Technical Illustrating.


Technical illustrating, like technical writing, bridges technology to the people that use it. Technical illustrating allows the user to not only see what a component looks like, but also how it works, how its parts fit together and how it interacts with other components.

 

Technical illustrating, incidentally, is what I enjoy doing the most (Not that I don't enjoy doing the other things too!) and I particularily welcome assignments that involve technical illustrating.

 

Technical illustrating can be a very effective and efficient method of technical communication. Often, what would require a lot of writing to describe can be conveyed in a glance by a good technical illustration. Writing has limitations of language and syntex, but imagery does not. In this global economy, have you noticed that instructions and explanations that come with products tend to use more images and less writing? It's the same with the visual medium of the internet: pictures and images are what capture attention.

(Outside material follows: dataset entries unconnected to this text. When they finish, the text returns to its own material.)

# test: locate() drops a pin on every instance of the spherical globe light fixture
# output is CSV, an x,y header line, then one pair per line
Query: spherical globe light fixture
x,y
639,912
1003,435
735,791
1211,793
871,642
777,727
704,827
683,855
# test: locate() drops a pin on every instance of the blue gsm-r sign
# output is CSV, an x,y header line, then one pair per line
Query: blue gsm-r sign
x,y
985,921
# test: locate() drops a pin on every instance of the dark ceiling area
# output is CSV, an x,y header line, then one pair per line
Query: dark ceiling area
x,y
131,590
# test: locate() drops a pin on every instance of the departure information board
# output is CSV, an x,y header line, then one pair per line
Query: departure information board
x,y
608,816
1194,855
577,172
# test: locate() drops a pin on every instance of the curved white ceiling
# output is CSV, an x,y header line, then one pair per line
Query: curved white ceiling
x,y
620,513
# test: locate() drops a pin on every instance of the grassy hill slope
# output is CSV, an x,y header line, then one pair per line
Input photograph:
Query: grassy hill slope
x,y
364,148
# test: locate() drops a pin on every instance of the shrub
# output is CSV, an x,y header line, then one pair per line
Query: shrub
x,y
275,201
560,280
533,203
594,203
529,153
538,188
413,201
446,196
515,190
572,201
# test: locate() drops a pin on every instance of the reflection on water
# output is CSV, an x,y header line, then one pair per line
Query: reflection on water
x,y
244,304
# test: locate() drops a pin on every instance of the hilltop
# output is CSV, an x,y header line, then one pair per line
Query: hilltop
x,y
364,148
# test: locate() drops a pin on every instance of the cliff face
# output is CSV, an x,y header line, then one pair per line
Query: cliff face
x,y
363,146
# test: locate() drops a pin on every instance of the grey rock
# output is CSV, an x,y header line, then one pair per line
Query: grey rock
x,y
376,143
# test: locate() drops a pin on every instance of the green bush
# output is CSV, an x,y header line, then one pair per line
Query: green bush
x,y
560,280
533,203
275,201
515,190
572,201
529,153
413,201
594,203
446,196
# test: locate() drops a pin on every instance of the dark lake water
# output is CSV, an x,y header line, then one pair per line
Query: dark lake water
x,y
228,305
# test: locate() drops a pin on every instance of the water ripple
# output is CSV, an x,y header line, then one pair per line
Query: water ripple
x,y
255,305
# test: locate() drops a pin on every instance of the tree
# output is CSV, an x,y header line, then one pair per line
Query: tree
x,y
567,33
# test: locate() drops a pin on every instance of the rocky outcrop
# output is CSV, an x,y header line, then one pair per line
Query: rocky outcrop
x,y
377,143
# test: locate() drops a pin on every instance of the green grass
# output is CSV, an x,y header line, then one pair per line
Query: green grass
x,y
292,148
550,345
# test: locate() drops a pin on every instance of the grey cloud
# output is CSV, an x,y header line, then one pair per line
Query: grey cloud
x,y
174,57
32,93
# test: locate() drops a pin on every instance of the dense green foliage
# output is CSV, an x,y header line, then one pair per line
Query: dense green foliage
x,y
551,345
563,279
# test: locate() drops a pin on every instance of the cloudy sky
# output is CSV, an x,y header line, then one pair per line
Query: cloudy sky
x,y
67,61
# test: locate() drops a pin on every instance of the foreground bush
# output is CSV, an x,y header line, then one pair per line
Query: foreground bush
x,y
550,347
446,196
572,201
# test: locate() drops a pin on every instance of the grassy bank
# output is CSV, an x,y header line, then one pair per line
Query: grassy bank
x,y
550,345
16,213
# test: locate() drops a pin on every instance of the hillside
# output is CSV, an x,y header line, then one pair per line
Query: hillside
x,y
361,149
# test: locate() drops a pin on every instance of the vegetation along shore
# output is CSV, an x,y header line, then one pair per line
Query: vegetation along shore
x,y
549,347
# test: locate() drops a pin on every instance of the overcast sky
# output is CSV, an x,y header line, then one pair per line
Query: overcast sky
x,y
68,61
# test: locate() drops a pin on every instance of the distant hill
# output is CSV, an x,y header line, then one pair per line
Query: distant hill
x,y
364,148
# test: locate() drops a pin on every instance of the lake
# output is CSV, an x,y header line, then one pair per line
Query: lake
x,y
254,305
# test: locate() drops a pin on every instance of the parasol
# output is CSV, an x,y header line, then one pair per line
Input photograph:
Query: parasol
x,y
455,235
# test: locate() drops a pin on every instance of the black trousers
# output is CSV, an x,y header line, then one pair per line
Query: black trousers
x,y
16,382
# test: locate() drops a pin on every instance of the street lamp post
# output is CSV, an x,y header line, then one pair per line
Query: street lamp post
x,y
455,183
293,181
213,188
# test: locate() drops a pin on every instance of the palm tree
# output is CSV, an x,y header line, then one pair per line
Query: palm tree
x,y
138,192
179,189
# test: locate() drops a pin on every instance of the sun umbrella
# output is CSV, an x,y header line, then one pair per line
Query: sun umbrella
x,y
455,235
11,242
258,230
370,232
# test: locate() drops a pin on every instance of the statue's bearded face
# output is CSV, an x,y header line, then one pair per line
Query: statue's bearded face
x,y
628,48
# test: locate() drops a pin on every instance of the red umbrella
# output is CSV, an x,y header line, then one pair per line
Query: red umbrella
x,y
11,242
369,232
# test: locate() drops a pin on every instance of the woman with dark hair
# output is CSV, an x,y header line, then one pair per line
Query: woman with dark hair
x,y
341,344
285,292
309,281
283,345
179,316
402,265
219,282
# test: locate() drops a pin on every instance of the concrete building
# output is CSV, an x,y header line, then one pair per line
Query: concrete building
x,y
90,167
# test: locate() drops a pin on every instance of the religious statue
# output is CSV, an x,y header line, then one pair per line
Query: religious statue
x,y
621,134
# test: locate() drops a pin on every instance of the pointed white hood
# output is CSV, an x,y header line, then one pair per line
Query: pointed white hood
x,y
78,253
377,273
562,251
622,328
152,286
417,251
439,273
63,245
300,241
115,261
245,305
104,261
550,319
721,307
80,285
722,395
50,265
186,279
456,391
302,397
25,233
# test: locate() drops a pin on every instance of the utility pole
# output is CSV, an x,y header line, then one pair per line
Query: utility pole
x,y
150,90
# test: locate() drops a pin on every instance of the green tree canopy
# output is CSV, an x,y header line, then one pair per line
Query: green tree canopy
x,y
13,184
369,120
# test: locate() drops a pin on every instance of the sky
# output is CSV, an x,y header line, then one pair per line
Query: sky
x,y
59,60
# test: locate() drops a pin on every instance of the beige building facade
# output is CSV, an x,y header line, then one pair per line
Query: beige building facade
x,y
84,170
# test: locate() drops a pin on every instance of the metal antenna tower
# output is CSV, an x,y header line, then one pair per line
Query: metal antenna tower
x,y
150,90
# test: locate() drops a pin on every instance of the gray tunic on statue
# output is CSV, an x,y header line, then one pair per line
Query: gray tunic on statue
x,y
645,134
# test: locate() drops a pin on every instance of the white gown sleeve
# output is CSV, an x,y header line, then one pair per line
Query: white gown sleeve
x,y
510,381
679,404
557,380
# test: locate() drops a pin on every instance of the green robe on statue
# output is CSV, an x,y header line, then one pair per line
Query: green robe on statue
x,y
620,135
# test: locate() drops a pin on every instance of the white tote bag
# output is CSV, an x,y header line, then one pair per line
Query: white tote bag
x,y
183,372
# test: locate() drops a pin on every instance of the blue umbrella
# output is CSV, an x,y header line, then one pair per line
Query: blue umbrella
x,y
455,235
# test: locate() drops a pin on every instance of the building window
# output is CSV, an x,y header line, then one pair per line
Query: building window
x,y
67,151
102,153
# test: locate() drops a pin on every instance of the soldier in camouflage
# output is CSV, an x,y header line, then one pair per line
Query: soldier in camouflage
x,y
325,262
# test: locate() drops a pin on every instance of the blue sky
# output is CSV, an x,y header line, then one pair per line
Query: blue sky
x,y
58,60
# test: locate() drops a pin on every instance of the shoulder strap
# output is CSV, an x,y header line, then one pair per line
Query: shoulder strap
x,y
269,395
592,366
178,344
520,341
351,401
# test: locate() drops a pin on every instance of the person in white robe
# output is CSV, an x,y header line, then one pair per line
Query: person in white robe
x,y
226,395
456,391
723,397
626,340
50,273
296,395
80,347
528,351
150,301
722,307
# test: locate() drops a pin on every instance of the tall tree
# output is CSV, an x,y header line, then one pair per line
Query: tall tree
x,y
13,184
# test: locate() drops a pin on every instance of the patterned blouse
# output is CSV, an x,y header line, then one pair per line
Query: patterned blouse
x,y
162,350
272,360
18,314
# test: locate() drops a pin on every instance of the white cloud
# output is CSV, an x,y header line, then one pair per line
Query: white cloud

My technical/artistic background allows me to understand how something works and then illustrate it, and a lot of my work experience has been exclusively as a techncial illustrator or graphic artist. In all of my technical writing jobs during the last 20 years for corporations and businesses, I was also the technical illustrator. Not only can I create technical illustrations, I can also complement words with illustrations (and vice versa) in explaining technical concepts.


 

     

Some of the types of illustrations I have produced and can produce:

-Detailed line drawings in black and white;
-Detailed line drawings in color;
-Perspective drawings;
-Isometrics;
-Illustrated parts breakdowns;
-Interconnectivity drawings;
-Flash animations for online applications.

See Portfolio for some examples of the illustrations I've produced.


For illustrations, I generally work in Illustrator and Photoshop, and can provide illustration files in most formats, including AutoCAD.